Ich bin daran, mir einen neuen Computer zu kaufen. Lohnt sich eine 2. Grafikkarte??

Das System, dass mich interessiert hat folgende Eigenschaften:

Intel Core i7-920
Intel X58 Chipsatz
6GB Ram
ATI Radeon HD5850. 1024MB
Windows 7

Ich dachte zusätzlich an eine GTX 470 oder empfiehlt ihr mir eher eine 2. 5850er?

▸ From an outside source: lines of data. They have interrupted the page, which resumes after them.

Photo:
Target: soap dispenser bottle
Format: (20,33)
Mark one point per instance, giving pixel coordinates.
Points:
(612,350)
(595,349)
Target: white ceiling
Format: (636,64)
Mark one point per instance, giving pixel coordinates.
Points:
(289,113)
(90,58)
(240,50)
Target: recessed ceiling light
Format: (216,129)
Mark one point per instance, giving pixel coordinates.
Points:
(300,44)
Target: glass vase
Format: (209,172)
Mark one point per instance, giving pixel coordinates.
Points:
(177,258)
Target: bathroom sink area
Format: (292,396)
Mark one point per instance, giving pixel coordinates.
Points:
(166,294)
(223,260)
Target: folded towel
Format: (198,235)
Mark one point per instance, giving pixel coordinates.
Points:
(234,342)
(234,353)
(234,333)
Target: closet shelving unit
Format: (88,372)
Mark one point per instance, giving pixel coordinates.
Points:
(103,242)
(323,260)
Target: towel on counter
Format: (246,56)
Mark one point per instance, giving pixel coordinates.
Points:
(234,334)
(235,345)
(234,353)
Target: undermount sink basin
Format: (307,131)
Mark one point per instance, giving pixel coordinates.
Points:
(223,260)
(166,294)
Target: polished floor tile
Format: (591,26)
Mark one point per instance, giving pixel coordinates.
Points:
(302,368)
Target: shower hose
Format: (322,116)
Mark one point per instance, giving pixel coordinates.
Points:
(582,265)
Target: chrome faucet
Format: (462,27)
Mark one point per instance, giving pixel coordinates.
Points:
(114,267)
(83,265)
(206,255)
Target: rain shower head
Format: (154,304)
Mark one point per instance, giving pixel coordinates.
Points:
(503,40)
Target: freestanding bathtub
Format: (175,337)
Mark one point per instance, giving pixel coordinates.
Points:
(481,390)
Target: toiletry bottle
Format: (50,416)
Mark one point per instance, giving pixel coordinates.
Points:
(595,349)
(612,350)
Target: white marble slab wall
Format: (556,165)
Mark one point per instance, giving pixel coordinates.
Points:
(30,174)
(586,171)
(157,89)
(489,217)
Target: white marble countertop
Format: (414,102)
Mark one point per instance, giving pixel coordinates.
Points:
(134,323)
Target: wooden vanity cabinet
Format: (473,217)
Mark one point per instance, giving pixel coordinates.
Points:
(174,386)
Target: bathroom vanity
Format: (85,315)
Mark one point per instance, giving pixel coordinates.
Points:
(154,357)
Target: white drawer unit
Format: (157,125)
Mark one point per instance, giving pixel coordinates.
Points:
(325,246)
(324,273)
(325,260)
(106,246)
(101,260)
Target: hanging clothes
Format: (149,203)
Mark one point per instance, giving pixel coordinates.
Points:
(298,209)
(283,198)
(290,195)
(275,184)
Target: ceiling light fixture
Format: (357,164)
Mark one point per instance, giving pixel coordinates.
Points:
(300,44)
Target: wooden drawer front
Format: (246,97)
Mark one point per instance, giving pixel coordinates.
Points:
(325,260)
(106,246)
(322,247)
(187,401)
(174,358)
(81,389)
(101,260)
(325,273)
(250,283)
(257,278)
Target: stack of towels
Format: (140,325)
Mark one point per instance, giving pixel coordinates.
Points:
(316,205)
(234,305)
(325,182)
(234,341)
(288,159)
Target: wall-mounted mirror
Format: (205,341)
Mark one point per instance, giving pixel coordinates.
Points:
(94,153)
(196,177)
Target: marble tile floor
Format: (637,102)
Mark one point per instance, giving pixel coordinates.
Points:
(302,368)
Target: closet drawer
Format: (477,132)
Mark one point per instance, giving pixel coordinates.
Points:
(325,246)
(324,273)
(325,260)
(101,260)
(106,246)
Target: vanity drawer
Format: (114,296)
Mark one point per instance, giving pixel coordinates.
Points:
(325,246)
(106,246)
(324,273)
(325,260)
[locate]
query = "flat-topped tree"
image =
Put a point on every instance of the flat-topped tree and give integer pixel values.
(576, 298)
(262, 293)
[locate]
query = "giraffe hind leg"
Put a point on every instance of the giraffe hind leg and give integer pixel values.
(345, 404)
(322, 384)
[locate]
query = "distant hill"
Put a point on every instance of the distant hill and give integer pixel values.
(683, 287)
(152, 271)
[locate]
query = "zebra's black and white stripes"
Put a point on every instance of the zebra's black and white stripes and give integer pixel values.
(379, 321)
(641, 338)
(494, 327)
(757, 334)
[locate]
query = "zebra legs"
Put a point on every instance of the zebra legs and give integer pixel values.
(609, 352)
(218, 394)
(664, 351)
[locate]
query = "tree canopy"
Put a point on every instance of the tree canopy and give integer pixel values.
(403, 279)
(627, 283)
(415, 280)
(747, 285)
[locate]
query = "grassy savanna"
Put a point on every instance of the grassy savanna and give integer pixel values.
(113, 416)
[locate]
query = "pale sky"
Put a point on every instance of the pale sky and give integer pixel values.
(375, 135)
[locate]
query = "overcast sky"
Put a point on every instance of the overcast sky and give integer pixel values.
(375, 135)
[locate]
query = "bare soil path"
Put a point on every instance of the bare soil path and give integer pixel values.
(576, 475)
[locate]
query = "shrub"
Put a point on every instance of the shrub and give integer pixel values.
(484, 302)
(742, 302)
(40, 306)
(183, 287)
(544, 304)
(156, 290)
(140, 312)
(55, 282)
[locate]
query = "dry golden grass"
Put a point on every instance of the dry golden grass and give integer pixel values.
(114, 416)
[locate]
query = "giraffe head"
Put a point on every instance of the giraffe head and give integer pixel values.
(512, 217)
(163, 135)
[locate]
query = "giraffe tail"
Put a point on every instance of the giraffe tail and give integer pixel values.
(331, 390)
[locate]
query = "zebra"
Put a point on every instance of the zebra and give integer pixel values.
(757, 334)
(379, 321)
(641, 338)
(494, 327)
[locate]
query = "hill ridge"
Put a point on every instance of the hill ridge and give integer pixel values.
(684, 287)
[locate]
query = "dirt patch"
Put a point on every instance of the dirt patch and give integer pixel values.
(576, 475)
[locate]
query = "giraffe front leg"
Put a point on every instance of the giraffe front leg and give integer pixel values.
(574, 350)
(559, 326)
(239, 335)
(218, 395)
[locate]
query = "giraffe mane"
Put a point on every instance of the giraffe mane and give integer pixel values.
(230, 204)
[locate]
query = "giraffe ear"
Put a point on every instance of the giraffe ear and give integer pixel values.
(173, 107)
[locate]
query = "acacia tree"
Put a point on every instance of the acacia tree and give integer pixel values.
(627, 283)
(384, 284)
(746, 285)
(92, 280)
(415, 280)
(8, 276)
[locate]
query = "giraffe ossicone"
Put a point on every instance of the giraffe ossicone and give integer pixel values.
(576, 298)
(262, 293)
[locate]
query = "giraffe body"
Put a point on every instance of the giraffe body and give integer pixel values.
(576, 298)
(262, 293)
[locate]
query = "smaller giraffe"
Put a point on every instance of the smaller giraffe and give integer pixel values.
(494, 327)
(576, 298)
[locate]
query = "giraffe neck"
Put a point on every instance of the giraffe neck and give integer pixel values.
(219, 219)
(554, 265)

Sollte (wenn möglich) flüssig laufen für den FSX

Danke für Euer Feedback!!!
Alberto


----------



## Herbboy (20. September 2010)

FSX = Flighsimulator X ? Da reicht ne 5850 mehr als locker aus. Die CPU ist auch vel zu viel, würd ich nur nehmen, wenn Du zuviel Geld hast  

Vlt. nimm halt eine 5850 mit direkt 2GB RAM. Aber ne zweite wäre Quatsch, auch ZUSÄTZLICH ne 470: für PhysX, oder wie meinst Du das? ne 5850 und nvidia dazu geht nicht, außer man nimmt die nvidia nur für physX, und dann würde auch eine für 80€ reichen.


----------



## Frisko78 (20. September 2010)

Ja Sorry, meine den Flightsimulator. 
Da ich mich mit Hardware nicht so auskenne waren einfach meine Gedanken, lieber mal etwas mehr ausgeben das hoffentlich mal 2 Jahre hält (darum den Prozessor).

Bezüglich der Grafikkarte habe ich in diversen Foren gelesen, dass der FSX besser mit einer Nvidia klar kommt. Aber wahrscheinlich sind das Frame Bessesene..   Ich bin schon mal dankbar, wenn ich nicht ruckeln fliegen muss..


----------



## Herbboy (20. September 2010)

Also, Du kannst halt ne 5850 ODER ne GTx 470 nehmen. Die nvidia ist nen Tick besser, zieht aber viel mehr Strom - finde ich daher nicht sinnvoll. Wenn Du ganz auf Nummer sicher gehen willst, würd ich eher ne 5870 nehmen anstatt zwei "kleinere" karten, aber an sich sollte ne 5850 locker reichen.


Wegen der CPU musst Du halt überlegen. Noch wird ne ganze Weile auch nur ein i5-750 reichen. Oder ein AMD X4 965. Die Frage wäre, ob Du in 1-2 Jahren - FALLS nötig - auch ne CPU nachrüsten kannst und willst.


----------